China Petroleum Pipeline Engineering Co., Ltd.
- Industry: Oil and gas
- Headquarters: Langfang, Hebei, China
- Number of locations: China, Sudan, Libya, Mozambique, India, Thailand, Kazakhstan, Uzbekistan, Russia, United Arab Emirates, Chad, Niger, Myanmar, Iraq
- Website: cpp.cnpc.com.cn/gdjen/

= China Petroleum Pipeline Engineering =

Chinese state-owned company

The China Petroleum Pipeline Engineering Co., Ltd. (CPP) is a subsidiary of the China National Petroleum Corporation and the primary builder of pipelines in China. The company has built much of the cross-country pipeline infrastructure in China and had several large-scale projects abroad.

==Projects==
- Habshan–Fujairah oil pipeline, a 1.5 million-barrel-per-day crude oil pipeline from Habshan, Abu Dhabi to Fujairah. It was built by CPP and China Petroleum Engineering and Construction Corporation, another subsidiary of CNPC, in a project under a construction contract for US$3.29 billion. The construction work was carried out from March 2008 to March 2011.
- East West Gas Pipeline, a key pipeline of India.
- China-Russia East Route Natural Gas Pipeline, a gas pipeline network linking gas fields in Russia's Far East through the completed Sakhalin–Khabarovsk–Vladivostok pipeline and planned Power of Siberia pipeline will carry gas on wards across China, reaching Shanghai. The Chinese side of the network has been under construction by CPP since 2015.

===Cancelled projects===

==== Borneo and Malacca-Johor ====

In August 2018, the Pakatan Harapan seventh cabinet of Malaysian Prime Minister Mahathir Mohamed canceled a CPP project in Malaysia, accusing it of participating in corruption.

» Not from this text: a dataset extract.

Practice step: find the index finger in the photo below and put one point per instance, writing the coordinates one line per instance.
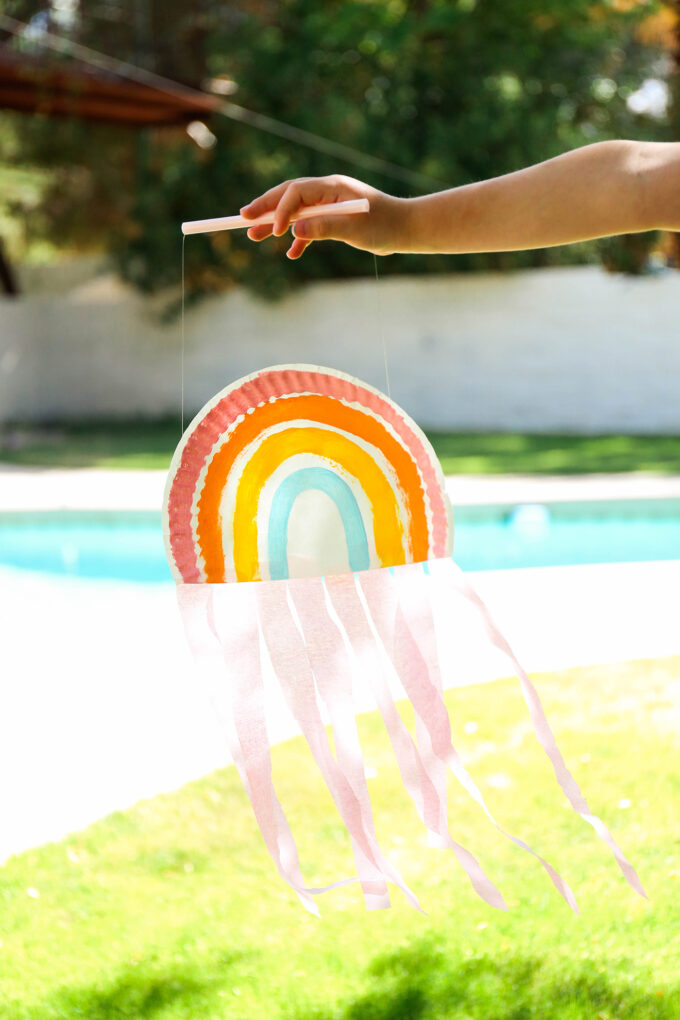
(265, 202)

The company denied the allegations. At the time, the project paid for by the Malaysian government, was only 13% incomplete, but the money paid corresponded with a project that was close to 80% complete. In July 2019, Malaysian authorities seized $243.5M from China Petroleum Pipeline Engineering to compensate for the paid for but unfinished pipelines.